More ominous still, to Olmsted, was that so many “intelligent citizens” seemed to care so little for his governing principle: that the park was to be a rural landscape as free of the city as possible. They saw no reason why it should not be speckled with edifying buildings and fairground amusements. In 1872 Olmsted listed a few such proposals for the park: a memorial cemetery for the “distinguished dead of the city,” a “grand people’s cathedral in which all sects might unite in a common litany,” an exhibition hall to display the “goods for sale in the city,” a street railway running the length of the park, a place for horse racing and steeplechase riding. What made the park so tempting for all the would-be builders in its history—for promoters of swimming pools, circuses, academies, opera houses, radio towers, airfields, and armories—was the irresistible lure of a bargain. The price of New York land was still “uncommonly great,” while the price of the park’s green fields was uncommonly cheap, as cheap as the salubrious sea breezes that once made green fields so plainly unnecessary. The spirit of New York is amazingly persistent.

As long as the park board loyally beat down all such proposals, time lay on Olmsted’s side, time for the landscape to ripen, time for it to exert its “influence” on the moods and habits of the people. Such was Olmsted’s faith, and it was by no means entirely misplaced. That Central Park remains even today something more than what Olmsted called “a desultory collocation of miscellaneous entertainments” is proof of that, for in May, 1870, Olmsted’s park and Olmsted’s principles lost their official defenders with the abolition of the board of commissioners. Under the whip of Boss Tweed, the state legislature returned control of Central Park to the mayor of New York, which meant for all practical purposes the Tammany machine. For nearly one hundred years Central Park was to be in the hands of men more or less hostile to the spirit that created it.
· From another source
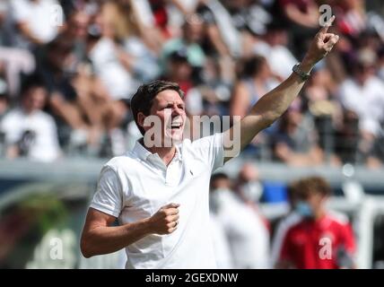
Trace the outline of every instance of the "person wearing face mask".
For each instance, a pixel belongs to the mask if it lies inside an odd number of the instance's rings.
[[[269,232],[255,210],[231,188],[225,174],[211,178],[211,213],[225,231],[234,268],[268,267]]]
[[[301,179],[295,185],[295,212],[301,219],[284,237],[278,268],[354,268],[354,237],[345,216],[326,209],[331,194],[320,177]]]
[[[272,267],[276,266],[277,260],[279,259],[280,252],[282,250],[283,240],[285,238],[285,235],[289,229],[297,224],[301,219],[301,215],[296,212],[296,185],[297,181],[293,180],[291,182],[287,188],[288,196],[288,204],[289,204],[289,212],[288,213],[282,218],[277,223],[277,226],[274,231],[273,240],[271,242],[271,257],[270,257],[270,265]]]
The Tweed Ring fell apart too quickly to inflict fatal damage but it revealed clearly enough the Tammany view of Central Park. There was to be no interference from “landscape architects.” Olmsted, studiously ignored and insulted, angrily resigned his post, returning only after the Tweed gang fell. Nothing really changed after that fall. In 1878 Tammany drove Olmsted out of his beloved park forever and reduced Vaux to a distinguished menial. To Tammany the purpose of the park was to fuel the machine. Its work force became petty spoilsmen, the dregs of its ward-heeler brigades. Their salaries consumed what little was spent on maintaining the park, which slowly began to rot from neglect. When horticultural experts warned that the park’s trees were doomed unless the soil was enriched, Tammany’s parks department paid a small fortune to a well-connected rascal who provided the park with 10,000 cubic yards of cellar dirt more impoverished than the soil he was paid to enrich. To spare equally well-connected builders the trouble of carting their dirt long distances, one park administrator allowed them to dump it in the park, thereby filling up a picturesque ravine.
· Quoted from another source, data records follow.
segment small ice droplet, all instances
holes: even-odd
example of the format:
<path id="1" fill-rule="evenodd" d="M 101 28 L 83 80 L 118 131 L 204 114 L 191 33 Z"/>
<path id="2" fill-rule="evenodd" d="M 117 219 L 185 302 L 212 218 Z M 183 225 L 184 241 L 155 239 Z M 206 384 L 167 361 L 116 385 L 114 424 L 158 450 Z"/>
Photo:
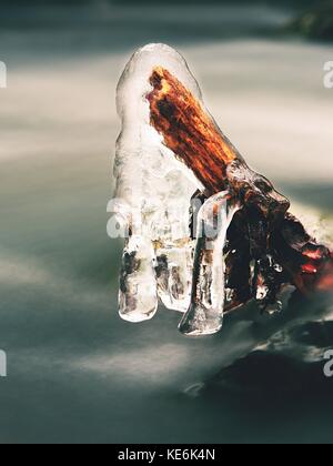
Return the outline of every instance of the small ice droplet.
<path id="1" fill-rule="evenodd" d="M 226 288 L 225 290 L 225 300 L 230 303 L 233 300 L 234 296 L 234 290 Z"/>
<path id="2" fill-rule="evenodd" d="M 269 291 L 270 290 L 268 286 L 259 286 L 256 290 L 256 300 L 263 301 L 266 297 Z"/>
<path id="3" fill-rule="evenodd" d="M 278 272 L 278 273 L 282 273 L 282 272 L 283 272 L 283 267 L 282 267 L 282 265 L 280 265 L 280 264 L 275 264 L 275 265 L 274 265 L 274 271 L 275 271 L 275 272 Z"/>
To the machine Olmsted’s park was a political enemy. It inspired hope and idealism, and Tammany battened on cynicism and despair. The “Hall” treated the park accordingly. A succession of park superintendents spitefully hacked away at the shrubs that hid Olmsted’s buildings, smashed open his secluded glades, “cleaned up” woodland by lopping off all the lower branches of trees. They invited the city to invade the park. One Tammany superintendent chopped down the tree screen in the northwest border of the park so that visitors could see the Ninth Avenue Elevated line. Above all, Tammany wanted to build—a great zoo on the North Meadow, a mighty World’s Fair. But here the machine found itself checked. Too many people protested. They liked Central Park as it was, for in the last years of the nineteenth century it was lovelier than ever before. In March, 1892, Tammany met with a particularly stunning defeat. Eager to oblige the sporting set, the party of the common man got the state legislature to authorize construction of a mileand-a-half-long “speedway” for private trotting races. From every quarter of the city there was an extraordinary outburst of fury. “A dangerous temper developed among workmen,” recalled Samuel Parsons, a disciple of Vaux’s and the last of the “Greensward dynasty. ” Tammany beat a hasty retreat. Five weeks after passing the speedway law, the state legislature was forced to repeal it.
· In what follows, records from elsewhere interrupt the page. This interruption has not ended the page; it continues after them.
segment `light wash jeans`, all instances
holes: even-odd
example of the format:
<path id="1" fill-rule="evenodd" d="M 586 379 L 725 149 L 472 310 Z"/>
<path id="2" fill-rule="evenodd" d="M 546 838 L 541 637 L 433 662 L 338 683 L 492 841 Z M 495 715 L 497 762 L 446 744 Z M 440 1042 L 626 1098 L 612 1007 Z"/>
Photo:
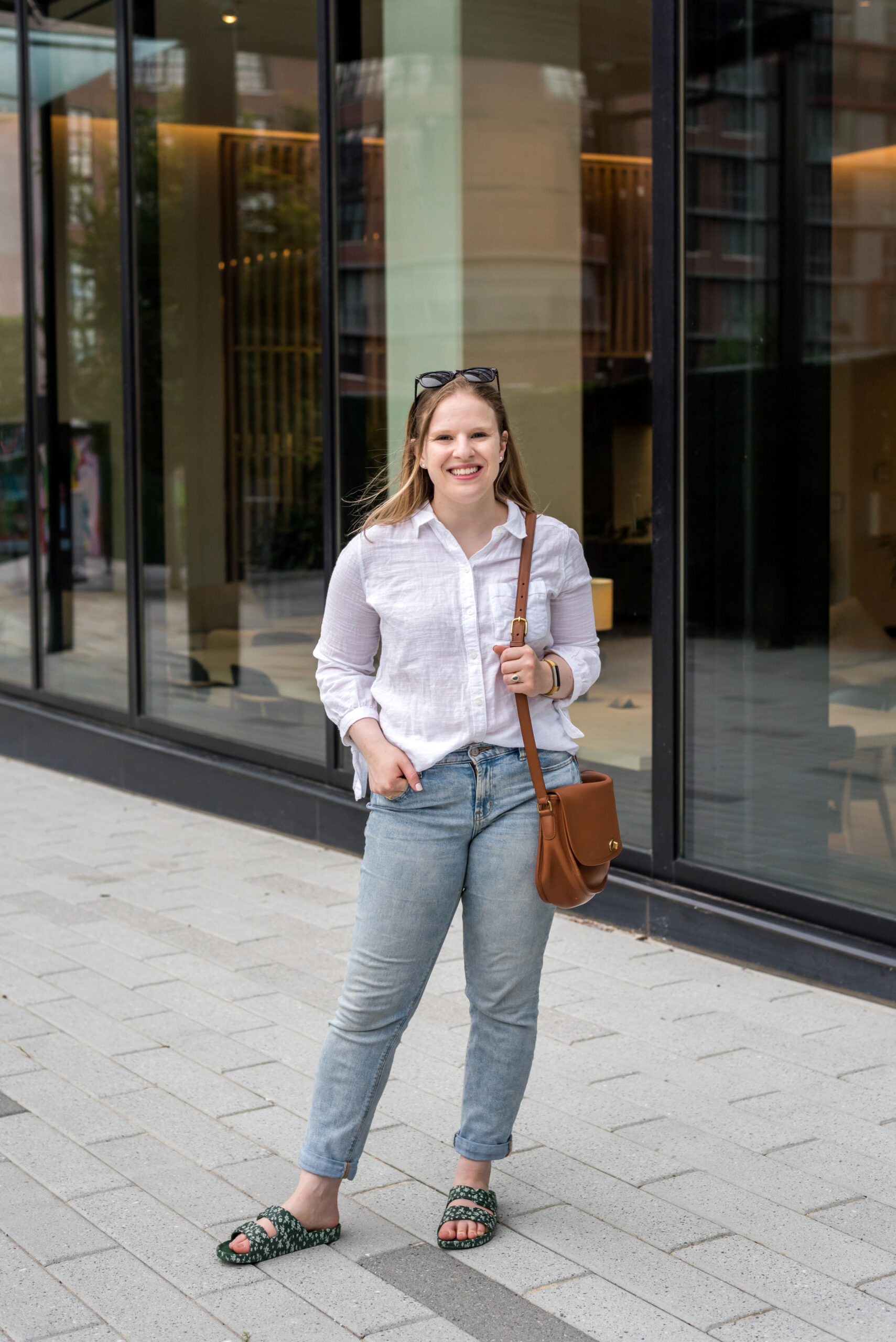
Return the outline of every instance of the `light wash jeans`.
<path id="1" fill-rule="evenodd" d="M 575 757 L 539 750 L 549 786 L 578 782 Z M 373 796 L 358 914 L 318 1063 L 299 1165 L 354 1178 L 408 1021 L 463 903 L 469 1043 L 455 1149 L 510 1154 L 535 1049 L 538 985 L 554 910 L 535 890 L 538 815 L 526 754 L 473 743 L 393 801 Z"/>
Tammany was now determined to teach the meddlesome electorate a lesson. If they persisted in cherishing Central Park they would get a park that nobody could cherish. The city gave up all pretense of maintaining the landscape or of curbing public unruliness. It virtually invited the vandals and the miscreants to come and do their worst. When the wealthy began exchanging their landaus for Daimlers, Tammany paved the carriage drives and turned them into parkways for motorists.